-1

I am new to Machine Learning and python. Recently i have been working with Amazon fine food review data from kaggle and its code. What i don't understand is how is the 'partiton' method used here ? Moreover, What actually does last 3 lines of code do ?

    %matplotlib inline
    import sqlite3
    import pandas as pd
    import numpy as np
    import nltk
    import string
    import matplotlib.pyplot as plt
    import seaborn as sns
    from sklearn.feature_extraction.text import TfidfTransformer
    from sklearn.feature_extraction.text import TfidfVectorizer

    from sklearn.feature_extraction.text import CountVectorizer
    from sklearn.metrics import confusion_matrix
    from sklearn import metrics
    from sklearn.metrics import roc_curve, auc
    from nltk.stem.porter import PorterStemmer



    # using the SQLite Table to read data.
    con = sqlite3.connect('./amazon-fine-food-reviews/database.sqlite') 
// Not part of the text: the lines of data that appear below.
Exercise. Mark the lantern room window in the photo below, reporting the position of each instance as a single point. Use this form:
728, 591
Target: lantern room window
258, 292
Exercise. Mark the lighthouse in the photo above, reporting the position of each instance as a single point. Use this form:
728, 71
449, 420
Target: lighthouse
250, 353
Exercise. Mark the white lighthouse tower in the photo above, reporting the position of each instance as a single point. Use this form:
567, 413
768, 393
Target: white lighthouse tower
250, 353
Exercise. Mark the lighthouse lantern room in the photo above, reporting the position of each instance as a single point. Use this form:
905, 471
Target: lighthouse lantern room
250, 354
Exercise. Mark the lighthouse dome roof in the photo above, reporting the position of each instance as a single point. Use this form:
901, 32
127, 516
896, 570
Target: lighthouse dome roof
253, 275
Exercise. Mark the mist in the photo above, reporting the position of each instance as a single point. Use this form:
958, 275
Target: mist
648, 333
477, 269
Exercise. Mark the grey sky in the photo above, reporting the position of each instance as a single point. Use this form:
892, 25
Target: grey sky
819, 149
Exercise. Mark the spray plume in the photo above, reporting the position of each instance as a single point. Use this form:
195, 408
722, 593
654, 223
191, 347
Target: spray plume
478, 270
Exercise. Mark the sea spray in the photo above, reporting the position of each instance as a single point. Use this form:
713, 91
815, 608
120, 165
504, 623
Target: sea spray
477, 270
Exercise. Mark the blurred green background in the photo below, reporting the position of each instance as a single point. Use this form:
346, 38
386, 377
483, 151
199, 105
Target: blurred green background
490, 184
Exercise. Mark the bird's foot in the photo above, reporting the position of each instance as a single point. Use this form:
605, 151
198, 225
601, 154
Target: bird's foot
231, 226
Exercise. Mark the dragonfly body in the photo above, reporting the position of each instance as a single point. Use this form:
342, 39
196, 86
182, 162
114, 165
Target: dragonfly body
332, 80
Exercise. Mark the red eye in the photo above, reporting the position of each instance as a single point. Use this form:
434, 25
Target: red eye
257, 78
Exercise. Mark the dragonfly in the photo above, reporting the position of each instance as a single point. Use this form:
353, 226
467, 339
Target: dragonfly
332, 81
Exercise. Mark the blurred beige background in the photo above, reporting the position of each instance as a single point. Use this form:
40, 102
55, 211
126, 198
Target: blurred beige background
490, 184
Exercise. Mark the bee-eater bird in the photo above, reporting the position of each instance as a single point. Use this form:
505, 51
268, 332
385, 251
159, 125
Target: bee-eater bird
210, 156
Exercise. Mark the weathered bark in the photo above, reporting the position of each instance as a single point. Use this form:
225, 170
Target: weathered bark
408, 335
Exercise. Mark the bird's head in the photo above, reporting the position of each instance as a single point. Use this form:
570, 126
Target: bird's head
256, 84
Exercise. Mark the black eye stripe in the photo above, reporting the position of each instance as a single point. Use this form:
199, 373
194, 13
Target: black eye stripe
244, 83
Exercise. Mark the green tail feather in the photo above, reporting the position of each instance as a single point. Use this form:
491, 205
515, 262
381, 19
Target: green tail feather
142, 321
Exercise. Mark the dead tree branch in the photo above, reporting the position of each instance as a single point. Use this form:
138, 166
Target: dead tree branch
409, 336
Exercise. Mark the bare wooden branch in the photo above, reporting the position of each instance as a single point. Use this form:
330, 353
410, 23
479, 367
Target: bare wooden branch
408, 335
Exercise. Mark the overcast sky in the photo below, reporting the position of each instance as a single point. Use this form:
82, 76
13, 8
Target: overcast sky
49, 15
    #filtering only positive and negative reviews i.e. 
    # not taking into consideration those reviews with Score=3
    filtered_data = pd.read_sql_query("""
    SELECT *
    FROM Reviews
    WHERE Score != 3
    """, con) 




    # Give reviews with Score>3 a positive rating, and reviews with a 
    score<3 a negative rating.
    def partition(x):
    if x < 3:
        return 'negative'
    return 'positive'

    #changing reviews with score less than 3 to be positive vice-versa
    actualScore = filtered_data['Score']
    positiveNegative = actualScore.map(partition) 
    filtered_data['Score'] = positiveNegative

2 Answers2

0

creates an array called actualScore using the column Score from filtered_data

actualScore = filtered_data['Score']

creates array positiveNegative coding negative for values <3 and positive for >3

positiveNegative = actualScore.map(partition)

overwrites old column score with new coded values

filtered_data['Score'] = positiveNegative

Vince Miller
  • 190
  • 1
  • 2
  • 15
0

I think Actually to replace Score column in table with positve or negetive, we use method called partition.Get the Score column as dataframe actualScore, then map the dataframe with replacing values of whether it is positive or negetive. Then replace values in score column with positiveNegative.